30 So they left the town and were coming out to him.
31 Meanwhile the disciples were nagging him.
“Come on, Rabbi!” they were saying. “You must have something to eat!”
32 “I’ve got food to eat that you know nothing about,” he said.
33 “Nobody’s brought him anything to eat, have they?” said the disciples to one another.
34 “My food,” replied Jesus, “is to do the will of the one who sent me, and to finish his work! 35 Don’t you have a saying, ‘Another four months, then comes harvest’? Well, let me tell you, raise your eyes and see! The fields are white! It’s harvest time already! 36 The reaper earns his pay, and gathers crops for the life of God’s coming age, so that sower and reaper can celebrate together. 37 This is where that saying comes true, ‘One sows, another reaps.’ 38 I sent you to reap what you didn’t work for. Others did the hard work, and you’ve come into the results.”
39 Several Samaritans from that town believed in Jesus because of what the woman said in evidence about him, “He told me everything I did.” 40 So when the Samaritans came to him, they asked him to stay with them. And he stayed there two days.
41 Many more believed because of what he said.

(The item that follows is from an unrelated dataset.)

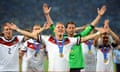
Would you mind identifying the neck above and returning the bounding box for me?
[55,35,63,40]
[4,36,12,40]
[68,34,74,37]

42 “We believe, too,” they said to the woman, “but it’s no longer because of what you told us. We’ve heard him ourselves! We know that he really is the one! He’s the savior of the world!”
The official’s son
43 After the two days in Samaria, Jesus went off from there to Galilee. 44 Jesus himself gave evidence, after all, that a prophet isn’t honored in his own country. 45 So when he came to Galilee, the Galileans welcomed him. They had seen all the things he had done in Jerusalem at the festival, they having been at the festival themselves.
46 So he went once more to Cana in Galilee, where he had turned the water into wine.
There was a royal official in Capernaum whose son was ill. 47 He heard that Jesus had come from Judaea into Galilee, and he went to him and asked him to come down and heal his son, since he was at the point of death.
48 “Unless you see signs and miracles,” replied Jesus, “you won’t ever believe.”
49 “Sir,” replied the official, “come down before my child dies!”
50 “Off you go!” said Jesus. “Your son will live!”
The man believed the word which Jesus had spoken to him, and he set off. 51 But while he was still on his way down to Capernaum, his servants met him with the news that his son was alive and well.
52 So he asked them what time he had begun to get better.
“Yesterday afternoon, about one o’clock,” they said. “That’s when the fever left him.”
53 So the father knew that it had happened at the very moment when Jesus had said to him, “Your son will live!” He himself believed, and so did all his household.
54 This was now the second sign Jesus did, when he came out of Judaea into Galilee.